Cette réflexion doit également être intégrée aux démarches de gestion prévisionnelle des ressources humaines et aux politiques de formation. Le maintien de compétences critiques dans la durée devient un enjeu stratégique à part entière.
Enfin, les exercices de continuité doivent désormais intégrer des scénarios dans lesquels les systèmes d’IA sont indisponibles. Ces mises en situation permettent de vérifier que les équipes sont encore capables d’opérer dans un environnement dégradé, voire totalement manuel pour certains processus essentiels.
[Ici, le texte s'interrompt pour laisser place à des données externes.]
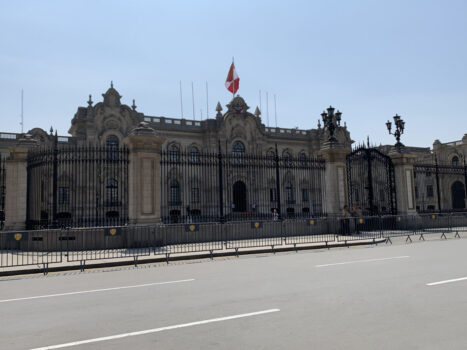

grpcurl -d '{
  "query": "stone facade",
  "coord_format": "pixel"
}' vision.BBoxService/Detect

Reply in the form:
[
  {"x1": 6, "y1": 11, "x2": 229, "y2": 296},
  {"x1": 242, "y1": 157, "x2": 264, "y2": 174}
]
[{"x1": 0, "y1": 84, "x2": 467, "y2": 229}]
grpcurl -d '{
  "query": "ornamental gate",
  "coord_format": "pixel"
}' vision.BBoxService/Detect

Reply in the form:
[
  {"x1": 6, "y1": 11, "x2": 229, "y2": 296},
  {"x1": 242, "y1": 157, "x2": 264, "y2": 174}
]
[
  {"x1": 347, "y1": 148, "x2": 397, "y2": 215},
  {"x1": 161, "y1": 147, "x2": 325, "y2": 223}
]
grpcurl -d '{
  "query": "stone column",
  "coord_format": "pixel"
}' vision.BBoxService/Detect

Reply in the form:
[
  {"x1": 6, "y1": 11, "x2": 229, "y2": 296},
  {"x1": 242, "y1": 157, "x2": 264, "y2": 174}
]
[
  {"x1": 124, "y1": 122, "x2": 164, "y2": 224},
  {"x1": 317, "y1": 142, "x2": 350, "y2": 216},
  {"x1": 389, "y1": 150, "x2": 417, "y2": 215},
  {"x1": 5, "y1": 135, "x2": 37, "y2": 230}
]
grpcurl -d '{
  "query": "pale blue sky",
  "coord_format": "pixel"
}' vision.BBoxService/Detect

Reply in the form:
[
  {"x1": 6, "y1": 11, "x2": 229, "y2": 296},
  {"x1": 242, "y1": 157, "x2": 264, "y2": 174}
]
[{"x1": 0, "y1": 0, "x2": 467, "y2": 147}]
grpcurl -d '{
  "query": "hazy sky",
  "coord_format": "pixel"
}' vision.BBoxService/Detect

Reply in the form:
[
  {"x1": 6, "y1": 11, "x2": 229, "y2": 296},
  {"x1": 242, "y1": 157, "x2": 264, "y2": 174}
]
[{"x1": 0, "y1": 0, "x2": 467, "y2": 147}]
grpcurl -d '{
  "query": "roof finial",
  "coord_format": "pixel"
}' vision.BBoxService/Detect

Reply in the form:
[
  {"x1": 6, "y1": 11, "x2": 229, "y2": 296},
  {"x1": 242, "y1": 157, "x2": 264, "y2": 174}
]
[
  {"x1": 255, "y1": 106, "x2": 261, "y2": 117},
  {"x1": 216, "y1": 102, "x2": 222, "y2": 118}
]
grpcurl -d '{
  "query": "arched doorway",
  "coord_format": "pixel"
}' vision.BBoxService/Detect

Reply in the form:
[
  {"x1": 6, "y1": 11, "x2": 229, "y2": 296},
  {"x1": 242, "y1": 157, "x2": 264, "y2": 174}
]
[
  {"x1": 232, "y1": 181, "x2": 246, "y2": 212},
  {"x1": 451, "y1": 181, "x2": 465, "y2": 209}
]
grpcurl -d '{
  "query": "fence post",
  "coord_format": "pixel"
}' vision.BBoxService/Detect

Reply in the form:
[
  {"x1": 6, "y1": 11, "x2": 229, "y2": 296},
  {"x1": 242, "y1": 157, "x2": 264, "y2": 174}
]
[
  {"x1": 274, "y1": 143, "x2": 282, "y2": 220},
  {"x1": 217, "y1": 140, "x2": 224, "y2": 223}
]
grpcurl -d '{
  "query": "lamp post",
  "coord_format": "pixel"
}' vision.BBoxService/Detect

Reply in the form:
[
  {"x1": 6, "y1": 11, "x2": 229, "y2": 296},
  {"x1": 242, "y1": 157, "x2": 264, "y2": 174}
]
[
  {"x1": 386, "y1": 114, "x2": 405, "y2": 150},
  {"x1": 321, "y1": 106, "x2": 342, "y2": 142}
]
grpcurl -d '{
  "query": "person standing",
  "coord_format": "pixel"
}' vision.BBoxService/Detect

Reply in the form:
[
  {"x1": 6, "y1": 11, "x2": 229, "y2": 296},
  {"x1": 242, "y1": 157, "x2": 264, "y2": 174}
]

L’enjeu est de maintenir les organisations en conditions opérationnelles, non seulement sur le plan technique, mais aussi du point de vue des femmes et des hommes qui les font vivre.
Construire une résilience hybride à l’ère de l’intelligence artificielle
La résilience de demain ne résultera pas d’un arbitrage entre technologie et humain.
Elle reposera au contraire sur leur complémentarité.
L’intelligence artificielle doit être pleinement exploitée pour améliorer la rapidité d’analyse, la qualité des décisions et la capacité d’adaptation des organisations. Mais l’humain doit conserver les moyens d’intervenir lorsque les circonstances l’exigent.
Cette recherche d’équilibre relève directement de la responsabilité des dirigeants.
Une entreprise qui choisirait de s’appuyer exclusivement sur l’IA s’exposerait à une vulnérabilité difficilement perceptible au quotidien. À l’inverse, une organisation qui refuserait d’exploiter ces technologies se priverait d’un levier majeur de compétitivité et de robustesse.
La résilience à l’ère de l’intelligence artificielle ne constitue donc pas une simple question technologique. Elle relève d’une véritable stratégie d’entreprise.
Tirer parti de la puissance des algorithmes tout en préservant les compétences humaines indispensables permet de construire des organisations capables d’affronter les incertitudes futures.
Car si l’intelligence artificielle contribue chaque jour à améliorer la performance des entreprises, ce sont encore les femmes et les hommes qui les composent qui garantiront leur capacité à faire face aux situations exceptionnelles.